First session today was called “Is FP for me” and covered the areas in which functional programming might be useful. The session was given by Hubert Matthews and gave an excellent overview of when and where to use a functional programming language. He started by discussing the different types of language, using as examples Fortran (for mathematical calculation), COBOL (for business applications) and Lisp (for more algorithmic and abstract programming). Although all three languages were created in the 1950s, they are still with us today, COBOL having inspired the creation of imperative languages such as C/C++ and Smalltalk, Lisp providing ideas which have developed into Haskell, OCaml and similar. When asked which language would give a neophyte a good introduction into the techniques, Hubert suggested Haskell.

Second session, from Didier Verna, was on Lisp programming and was an interesting look at the state of the art for Lisp in today’s world. Didier is passionate about Lisp and energetically set us straight on some of the wrong impressions we might have had about Lisp, such as performance, strong/weak typing, the object system (CLOS) and optimisation.
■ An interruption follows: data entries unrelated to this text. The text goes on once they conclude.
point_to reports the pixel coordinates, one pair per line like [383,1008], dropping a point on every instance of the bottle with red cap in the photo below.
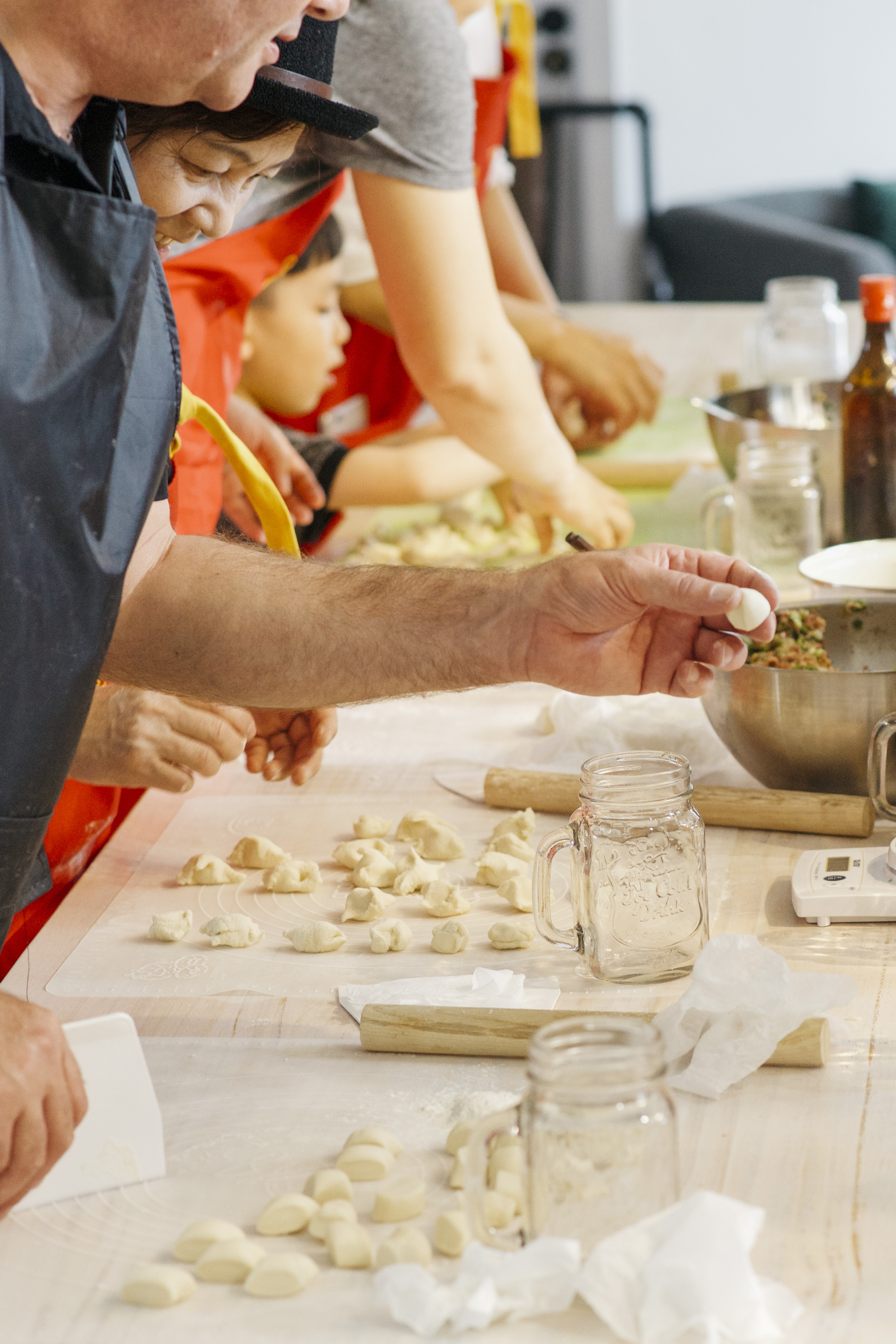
[870,420]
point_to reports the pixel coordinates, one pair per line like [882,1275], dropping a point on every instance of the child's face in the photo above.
[198,183]
[295,341]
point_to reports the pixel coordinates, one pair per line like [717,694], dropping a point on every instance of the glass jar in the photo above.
[639,870]
[593,1143]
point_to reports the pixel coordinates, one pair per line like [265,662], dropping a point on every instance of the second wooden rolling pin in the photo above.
[504,1033]
[754,810]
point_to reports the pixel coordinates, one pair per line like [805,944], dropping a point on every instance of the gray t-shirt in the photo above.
[406,62]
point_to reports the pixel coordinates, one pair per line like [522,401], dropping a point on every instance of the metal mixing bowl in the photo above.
[811,730]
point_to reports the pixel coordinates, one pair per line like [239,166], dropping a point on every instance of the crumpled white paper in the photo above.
[491,1285]
[742,1002]
[687,1275]
[483,990]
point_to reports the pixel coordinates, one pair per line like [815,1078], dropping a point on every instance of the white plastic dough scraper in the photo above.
[845,886]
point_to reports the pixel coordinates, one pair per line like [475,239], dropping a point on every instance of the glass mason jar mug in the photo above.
[639,871]
[591,1147]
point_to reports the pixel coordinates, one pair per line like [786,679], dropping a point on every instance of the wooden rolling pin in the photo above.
[504,1033]
[754,810]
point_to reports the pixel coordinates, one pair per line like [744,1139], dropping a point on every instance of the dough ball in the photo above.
[518,893]
[233,932]
[281,1276]
[398,1202]
[750,612]
[287,1214]
[328,1184]
[256,853]
[452,1233]
[413,873]
[319,936]
[441,898]
[451,937]
[406,1246]
[377,1136]
[229,1262]
[507,936]
[366,1162]
[334,1212]
[293,876]
[370,827]
[520,824]
[349,1246]
[390,936]
[206,870]
[172,926]
[158,1285]
[197,1238]
[351,853]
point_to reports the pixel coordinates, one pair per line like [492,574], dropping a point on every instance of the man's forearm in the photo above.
[244,627]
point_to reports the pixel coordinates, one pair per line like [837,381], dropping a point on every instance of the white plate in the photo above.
[870,565]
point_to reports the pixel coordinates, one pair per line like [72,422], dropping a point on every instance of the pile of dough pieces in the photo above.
[221,1253]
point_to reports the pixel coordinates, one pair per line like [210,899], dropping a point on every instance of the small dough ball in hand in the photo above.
[171,926]
[370,827]
[750,612]
[233,932]
[281,1276]
[319,936]
[158,1285]
[390,936]
[206,870]
[451,937]
[293,876]
[256,853]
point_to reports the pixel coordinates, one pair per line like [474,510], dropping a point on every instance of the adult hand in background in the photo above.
[143,740]
[289,744]
[42,1097]
[289,472]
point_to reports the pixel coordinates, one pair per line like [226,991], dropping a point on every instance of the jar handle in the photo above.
[476,1181]
[555,841]
[878,767]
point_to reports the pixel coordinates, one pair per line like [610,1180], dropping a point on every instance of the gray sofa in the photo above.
[726,251]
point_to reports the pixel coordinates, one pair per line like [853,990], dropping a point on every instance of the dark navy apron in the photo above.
[89,398]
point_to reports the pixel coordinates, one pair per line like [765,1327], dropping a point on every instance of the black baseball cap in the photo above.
[299,86]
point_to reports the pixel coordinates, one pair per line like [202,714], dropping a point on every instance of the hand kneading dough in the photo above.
[507,936]
[197,1238]
[496,869]
[158,1285]
[229,1262]
[233,932]
[390,936]
[256,853]
[281,1276]
[206,870]
[287,1214]
[349,1246]
[316,937]
[351,853]
[451,937]
[441,898]
[406,1246]
[365,1162]
[293,876]
[413,873]
[370,827]
[399,1202]
[171,926]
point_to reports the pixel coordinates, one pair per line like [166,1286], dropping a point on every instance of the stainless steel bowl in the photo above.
[811,730]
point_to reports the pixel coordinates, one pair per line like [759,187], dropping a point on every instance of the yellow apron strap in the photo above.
[280,530]
[524,126]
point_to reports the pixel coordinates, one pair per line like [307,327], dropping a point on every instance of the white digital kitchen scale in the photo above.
[845,886]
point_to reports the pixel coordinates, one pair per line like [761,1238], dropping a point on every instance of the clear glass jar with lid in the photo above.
[639,870]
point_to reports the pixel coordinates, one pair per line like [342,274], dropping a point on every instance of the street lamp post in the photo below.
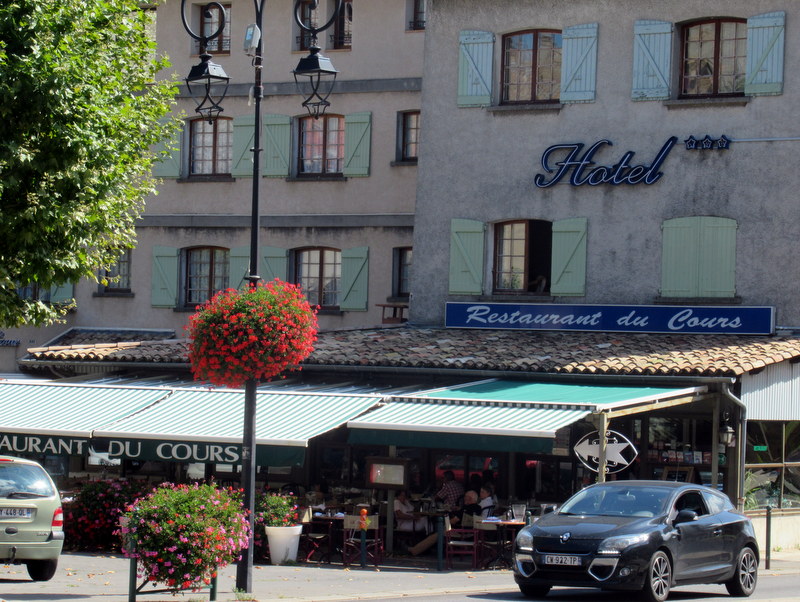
[213,83]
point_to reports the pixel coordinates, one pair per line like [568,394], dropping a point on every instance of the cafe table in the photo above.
[506,532]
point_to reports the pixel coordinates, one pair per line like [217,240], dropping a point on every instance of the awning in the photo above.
[499,415]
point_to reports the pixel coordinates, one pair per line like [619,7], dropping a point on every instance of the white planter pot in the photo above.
[283,542]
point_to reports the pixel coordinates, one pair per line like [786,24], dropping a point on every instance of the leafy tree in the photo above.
[80,109]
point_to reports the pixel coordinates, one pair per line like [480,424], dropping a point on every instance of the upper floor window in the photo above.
[118,277]
[698,257]
[342,36]
[210,146]
[417,20]
[205,272]
[714,58]
[210,19]
[318,271]
[531,67]
[408,136]
[522,256]
[402,272]
[321,145]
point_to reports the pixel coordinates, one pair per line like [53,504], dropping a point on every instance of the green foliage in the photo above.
[183,533]
[91,517]
[80,109]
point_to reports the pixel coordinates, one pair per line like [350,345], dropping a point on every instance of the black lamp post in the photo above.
[210,80]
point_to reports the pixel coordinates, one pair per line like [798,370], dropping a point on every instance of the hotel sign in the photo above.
[677,319]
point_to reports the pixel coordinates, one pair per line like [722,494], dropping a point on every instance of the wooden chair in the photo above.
[351,540]
[461,542]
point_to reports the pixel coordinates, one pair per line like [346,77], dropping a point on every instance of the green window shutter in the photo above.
[568,261]
[476,58]
[355,279]
[357,135]
[679,252]
[164,292]
[579,63]
[277,145]
[242,164]
[168,166]
[274,263]
[466,257]
[63,293]
[239,259]
[765,41]
[717,257]
[652,60]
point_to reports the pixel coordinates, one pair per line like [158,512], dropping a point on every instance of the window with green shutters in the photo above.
[698,257]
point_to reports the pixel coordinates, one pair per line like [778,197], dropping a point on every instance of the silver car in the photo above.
[31,518]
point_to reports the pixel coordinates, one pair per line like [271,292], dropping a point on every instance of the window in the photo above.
[714,58]
[318,271]
[530,257]
[531,67]
[698,257]
[205,273]
[522,256]
[119,275]
[408,136]
[342,36]
[321,145]
[402,272]
[309,18]
[210,19]
[210,147]
[417,21]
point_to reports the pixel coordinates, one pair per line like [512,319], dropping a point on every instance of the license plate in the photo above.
[15,512]
[566,560]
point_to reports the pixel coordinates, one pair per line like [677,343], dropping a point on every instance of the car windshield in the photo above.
[601,500]
[24,479]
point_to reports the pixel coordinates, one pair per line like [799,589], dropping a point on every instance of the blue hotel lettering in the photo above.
[621,172]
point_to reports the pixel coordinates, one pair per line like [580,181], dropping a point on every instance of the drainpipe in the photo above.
[741,440]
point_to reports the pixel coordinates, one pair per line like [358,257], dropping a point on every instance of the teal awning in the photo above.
[496,410]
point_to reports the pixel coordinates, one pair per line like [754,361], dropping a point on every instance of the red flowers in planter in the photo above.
[254,333]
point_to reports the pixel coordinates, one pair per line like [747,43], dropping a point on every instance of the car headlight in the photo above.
[616,545]
[525,540]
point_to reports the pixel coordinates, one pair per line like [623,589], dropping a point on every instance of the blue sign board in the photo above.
[676,319]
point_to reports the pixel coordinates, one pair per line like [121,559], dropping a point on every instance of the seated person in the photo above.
[404,515]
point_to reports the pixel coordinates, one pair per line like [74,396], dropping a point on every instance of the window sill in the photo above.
[695,103]
[698,300]
[532,107]
[316,178]
[206,178]
[111,293]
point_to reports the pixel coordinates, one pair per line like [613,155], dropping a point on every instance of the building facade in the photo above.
[337,193]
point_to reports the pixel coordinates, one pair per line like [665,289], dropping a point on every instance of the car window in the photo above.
[24,478]
[691,500]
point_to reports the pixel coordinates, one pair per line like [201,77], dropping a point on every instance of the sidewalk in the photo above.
[97,578]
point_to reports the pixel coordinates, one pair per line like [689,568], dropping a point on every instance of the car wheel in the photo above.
[743,582]
[42,570]
[534,591]
[659,578]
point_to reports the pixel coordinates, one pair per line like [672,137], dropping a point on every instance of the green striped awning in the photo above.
[69,410]
[284,418]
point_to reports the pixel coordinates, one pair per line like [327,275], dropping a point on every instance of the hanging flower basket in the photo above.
[255,333]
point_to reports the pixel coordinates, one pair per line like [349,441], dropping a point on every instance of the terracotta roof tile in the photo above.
[520,351]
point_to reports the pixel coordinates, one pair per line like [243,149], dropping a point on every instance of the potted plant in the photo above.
[182,534]
[279,516]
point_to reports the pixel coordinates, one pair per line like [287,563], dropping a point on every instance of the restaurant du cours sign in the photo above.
[659,319]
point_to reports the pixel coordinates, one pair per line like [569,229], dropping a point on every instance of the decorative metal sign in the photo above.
[578,165]
[620,452]
[679,319]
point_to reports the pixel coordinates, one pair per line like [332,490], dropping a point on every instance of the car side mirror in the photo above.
[685,516]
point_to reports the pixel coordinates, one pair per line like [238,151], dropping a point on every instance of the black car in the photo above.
[639,535]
I first played around with Lisp many years ago and there have been a lot of improvements since then. I’m tempted…

I missed out on the final sessions as I had to run off to catch a train.

It’s been a very interesting conference and I took the opportunity to try and attend all the sessions on functional programming and see if I could figure out what it meant and what it was useful for. I can’t think of any projects that I could use it on at the moment, but some of the ideas I’ve heard are very useful in any programming toolkit, such as ‘no side effects’ in functions. As I mentioned in an earlier piece, the specialised tracks at ACCU are often on subjects that we can consider ‘emerging technologies’, in that they are not mainstream but where there is a growing interest in them. When there is strong interest in the tracks, as there were in this years ACCU, then it’s a pretty good indication that this is a technology that is set to become more mainstream in the next years. Keep an eye on Functional Programming.